Ia tahu bagian mana dari tubuh yang harus ditusuk supaya mendapatkan hasil
fatal yang cepat atau memastikan bahwa korban itu betul-betul mati. Ia menikam
melalui bagian kiri dari dada sedikit di bawah pusat. Di sini ia akan menembus
jantung dan pembuluh-pembuluh darah besar pada asal mulanya / pangkalnya, dan
juga paru-paru. Tentara itu, berdiri di bawah Tuhan kita yang tergantung pada
kayu salib, menusuk ke atas di bawah rusuk kiri. Mata tombak yang lebar, tajam,
bermata dua menusuk perut atas, membuka lambung / usus yang menggelembung
besar, menusuk dia-fragma, memotong, membuka lebar, jantung dan
pembuluh-pembuluh darah besar, arteri dan pembuluh darah sekarang menggelembung
dengan darah, bagian yang cukup banyak dari semua darah dalam tubuh, dan
mencabik paru-paru. Luka itu cukup besar untuk memung-kinkan tangan terbuka
dimasukkan ke dalamnya. Darah dari pembuluh darah yang sangat padat dengan
darah, pembuluh paru-paru dan bagian kanan dari jantung yang membesar,
bersama-sama dengan air dari lambung / usus yang membesar secara akut, mengalir
keluar dalam jumlah yang banyak).
f) Teori jantung pecah.
William
Barclay:
“Normally, of course, the body of
a dead man will not bleed. It is suggested that what happened was that Jesus’s
experiences, physical and emotional, were so terrible that his heart was
ruptured. When that happened the blood of the heart mingled with the fluid of
the pericardium which surrounds the heart. The spear of the soldier pierced the
pericardium and the mingled fluid and blood came forth. It would be poignant
thing to believe that Jesus, in the literal sense of the term, died of a broken
heart” (= Biasanya, tentu saja, tubuh
orang mati tidak mengeluarkan darah. Diusulkan bahwa apa yang terjadi adalah
bahwa pengalaman Yesus, secara fisik dan emosi, begitu mengerikan sehingga
jantungNya pecah. Pada saat hal ini terjadi darah dari jantung bercampur dengan
cairan dari kantung pembungkus jantung. Tombak tentara itu menusuk kantung
pembungkus jantung dan campuran cairan dan darah itu keluar. Adalah sesuatu hal
yang meme-dihkan untuk percaya bahwa Yesus, dalam arti hurufiah dari istilah
ini, mati karena jantung yang pecah).
William
Hendriksen:
“... the death of Jesus resulted
from rupture of the heart in consequence of great mental agony and sorrow. Such
a death would be almost instantaneous, and the blood flowing into the
pericardium would coagulate into the red clot (blood) and the limpid serum
(water). This blood and water would then be released by the spear-thrust”

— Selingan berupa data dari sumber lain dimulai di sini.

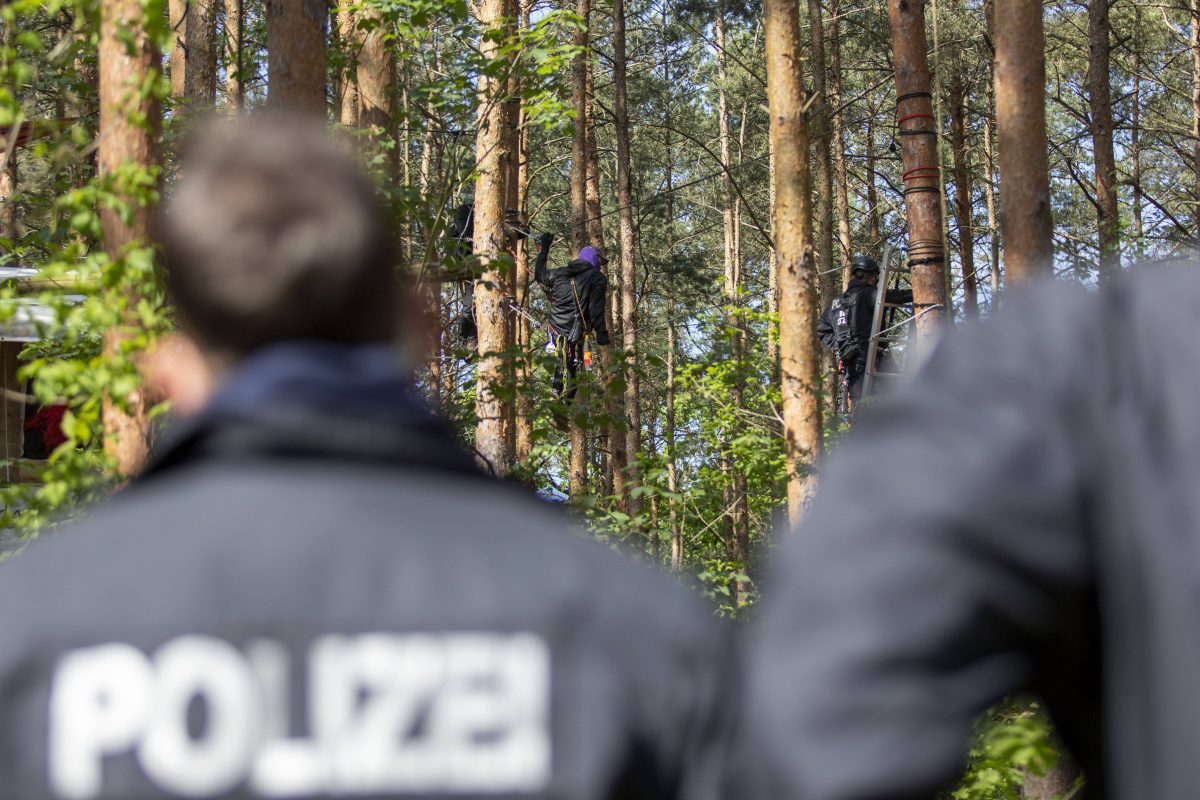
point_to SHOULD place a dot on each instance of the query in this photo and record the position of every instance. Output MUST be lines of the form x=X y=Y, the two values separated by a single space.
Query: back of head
x=274 y=232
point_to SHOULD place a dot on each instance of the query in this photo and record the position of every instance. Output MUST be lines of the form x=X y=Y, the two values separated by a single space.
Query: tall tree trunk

[= kematian Yesus diakibatkan oleh pecahnya jantung sebagai akibat dari penderitaan
mental dan kesedihan yang hebat. Kematian seperti itu terjadi hampir seketika,
dan darah yang mengalir ke pericardium (kantung membran tipis yang membungkus
jantung) akan membeku / mengental menjadi gumpalan merah (darah) dan serum /
cairan yang transparan (air). Darah dan air ini lalu keluar karena tusukan
tombak].
William
Hendriksen:
“He (Dr. Bergsma) wisely refrains
from drawing a definite conclusion. The matter is too uncertain, and
specialists on heart-diseases (and particularly on the rupture of the heart) do
not seem to be in complete agreement. Nevertheless, it is clear from the
article that Dr. Bergsma leans somewhat toward the ruptured-heart theory as an
explanation of the blood and water issuing from the side of Jesus”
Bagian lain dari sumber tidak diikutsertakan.